Standard Transaction Cost🔗︎
Endpoints🔗︎
Info
Our REST API is also documented using Swagger. Follow the links below for the appropriate data center to access an HTML page where you can make sample requests.
Data Center | ||
---|---|---|
US | https://api.us.textkernel.com/tx/v10/ | |
EU | https://api.eu.textkernel.com/tx/v10/ | |
AU | https://api.au.textkernel.com/tx/v10/ |
Authentication🔗︎
Our REST API handles authentication via the Tx-AccountId and Tx-ServiceKey headers. These keys were generated during account creation and send to the contacts listed on the account. If authentication fails we return a 401 Unathorized HTTP Status Code.
The most common causes for unauthorized exceptions are:
- Not including the headers in the request
- Making requests to the wrong data center. If you have questions about which data center your account is setup for contact support@textkernel.com
If you recieve a 403 Forbidden Access exception, please confirm that you are using https. We have deprecated the use of unsecured http connections in this verison.
Request Headers🔗︎
It is unnecessary to include these headers when using the Textkernel SDK. Your AccountId and ServiceKey will be entered when creating a TxClient
Header | Data Type | Required | Description |
---|---|---|---|
Tx-AccountId | string | Yes | The Account ID that is provided to you when establishing your Service Account. |
Tx-ServiceKey | string | Yes | The Service key that is provided to you for access to your account’s available credits. |
Content-Type | string | Yes | Indicates the media type of the incoming request body. The only supported value is application/json . |
Tx-TrackingTag | string | No | An optional value that you can use for tracking API usage in the Tx Console. Comma-separated values are accepted here, and the max length is 100 characters. |
Versioning🔗︎
We continuously deploy bug fixes and new features to our API. We limit breaking changes to new versions deployed to new urls unless the change is to fix an error in the output*. In the top of our documentation site you can change the API version of the documentation.

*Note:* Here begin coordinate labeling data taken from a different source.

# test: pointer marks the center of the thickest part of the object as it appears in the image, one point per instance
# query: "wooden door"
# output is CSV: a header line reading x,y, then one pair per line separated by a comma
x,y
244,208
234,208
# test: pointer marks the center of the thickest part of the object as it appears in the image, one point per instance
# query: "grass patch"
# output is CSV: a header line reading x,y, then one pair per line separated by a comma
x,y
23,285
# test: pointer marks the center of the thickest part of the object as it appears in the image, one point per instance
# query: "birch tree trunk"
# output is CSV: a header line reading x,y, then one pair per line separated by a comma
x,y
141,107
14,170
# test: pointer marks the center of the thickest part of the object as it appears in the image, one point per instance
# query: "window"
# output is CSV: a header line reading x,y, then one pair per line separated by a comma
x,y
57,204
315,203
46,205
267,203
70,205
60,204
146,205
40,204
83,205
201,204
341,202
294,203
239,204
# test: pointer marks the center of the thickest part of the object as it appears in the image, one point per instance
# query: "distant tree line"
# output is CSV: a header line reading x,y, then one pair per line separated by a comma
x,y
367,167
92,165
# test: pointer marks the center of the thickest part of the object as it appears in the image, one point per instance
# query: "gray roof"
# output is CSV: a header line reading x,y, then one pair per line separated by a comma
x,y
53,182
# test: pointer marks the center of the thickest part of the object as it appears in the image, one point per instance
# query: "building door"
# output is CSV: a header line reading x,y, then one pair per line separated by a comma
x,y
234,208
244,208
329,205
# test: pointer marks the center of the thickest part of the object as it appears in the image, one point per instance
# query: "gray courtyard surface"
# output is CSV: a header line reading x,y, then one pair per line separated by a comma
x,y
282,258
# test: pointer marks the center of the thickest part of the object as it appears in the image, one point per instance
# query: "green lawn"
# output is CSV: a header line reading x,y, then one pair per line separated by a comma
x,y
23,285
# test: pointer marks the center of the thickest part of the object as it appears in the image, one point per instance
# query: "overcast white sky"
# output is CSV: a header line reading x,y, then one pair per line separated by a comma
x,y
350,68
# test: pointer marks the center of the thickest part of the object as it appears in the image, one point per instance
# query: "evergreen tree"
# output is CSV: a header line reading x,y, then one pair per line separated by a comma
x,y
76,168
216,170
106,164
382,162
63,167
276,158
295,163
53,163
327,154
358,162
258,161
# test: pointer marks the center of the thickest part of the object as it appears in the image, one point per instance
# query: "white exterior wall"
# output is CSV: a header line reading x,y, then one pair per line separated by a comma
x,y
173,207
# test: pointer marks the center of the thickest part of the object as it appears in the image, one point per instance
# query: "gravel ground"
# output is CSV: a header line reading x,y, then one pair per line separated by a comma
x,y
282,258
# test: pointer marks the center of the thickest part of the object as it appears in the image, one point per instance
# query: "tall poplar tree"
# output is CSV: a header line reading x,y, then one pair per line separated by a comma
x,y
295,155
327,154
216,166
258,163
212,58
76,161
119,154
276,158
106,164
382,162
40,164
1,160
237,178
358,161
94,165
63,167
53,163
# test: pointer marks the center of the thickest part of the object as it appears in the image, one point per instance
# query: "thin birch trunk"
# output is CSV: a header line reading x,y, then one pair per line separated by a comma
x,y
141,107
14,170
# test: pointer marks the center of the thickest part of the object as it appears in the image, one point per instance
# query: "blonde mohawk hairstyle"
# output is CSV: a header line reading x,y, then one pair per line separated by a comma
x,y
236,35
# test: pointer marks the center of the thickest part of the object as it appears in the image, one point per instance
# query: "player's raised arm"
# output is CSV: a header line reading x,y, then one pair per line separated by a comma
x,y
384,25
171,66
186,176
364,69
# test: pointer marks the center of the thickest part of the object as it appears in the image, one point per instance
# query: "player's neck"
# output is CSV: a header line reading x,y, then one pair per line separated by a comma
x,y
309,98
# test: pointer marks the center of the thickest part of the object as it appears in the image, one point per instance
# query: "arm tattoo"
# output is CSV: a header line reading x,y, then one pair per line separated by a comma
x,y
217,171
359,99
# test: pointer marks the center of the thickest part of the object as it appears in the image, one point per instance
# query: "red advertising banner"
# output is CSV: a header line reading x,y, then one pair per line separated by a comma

Release notes can be found here.
APIÂ Version | Status | Notes |
---|---|---|
Version 10 | Suggested (new customers/projects) | This is the same as v9 under-the-hood, but features an entirely new/modern input/output structure and official SDKs. |
Version 9 | Suggested (existing customers/projects) | This version is still receiving updates and is fully supported. Full release notes can be found here. |
* In order to keep up with the industry standards we occasionally will make changes including, but not limited to, security and infrastructure areas. Whenever customer impact is foreseen, we'll do our best to communicate at least 30 days in advance.
HTTP Status Codes🔗︎
Our API uses conventional HTTP status codes to describe the overall status of the transaction. The specific code we return are detailed below and mapped to the Info.Code values we return for every transaction:
HTTP Status Code | Info.Code | Description |
---|---|---|
200 - OK | Success, WarningsFoundDuringParsing, PossibleTruncationFromTimeout, SomeErrors | The transaction was successful |
400 - Bad Request | MissingParameter, InvalidParameter, InsufficientData, DataNotFound, CoordinatesNotFound, ConstraintError | Unable to process request |
401 - Unauthorized | AuthenticationError, Unauthorized | The AccountId and/or ServiceKey were invalid |
403 - Forbidden | N/A | The request was made using http instead of https. |
404 - Not Found | DataNotFound | The requested asset wasn't found. |
408 - Request Timeout | Timeout | The transaction reached its timeout limit. |
409 - Conflict | DuplicateAsset | The request could not be completed due to a conflict with the current state of the target resource. |
413 - Payload Too Large | RequestTooLarge | The request is too large to be processed by the server. The max file size is ~16MB on disk. |
422 - Unprocessable Entity | ConversionException | The request made was syntactically correct, but the provided document was unable to be converted to text. |
429 - Too Many Requests | TooManyRequests | Your submission has been rejected without being processed because you were exceeding the allowable batch parsing transaction concurrency limit per the AUP. You have been charged for submitting the transaction. It is your responsibility to resubmit this transaction after you correct the process which caused the concurrency problem. |
500 - Internal Server Error | UnhandledException | An unexpected issue occurred (these are extremely rare). |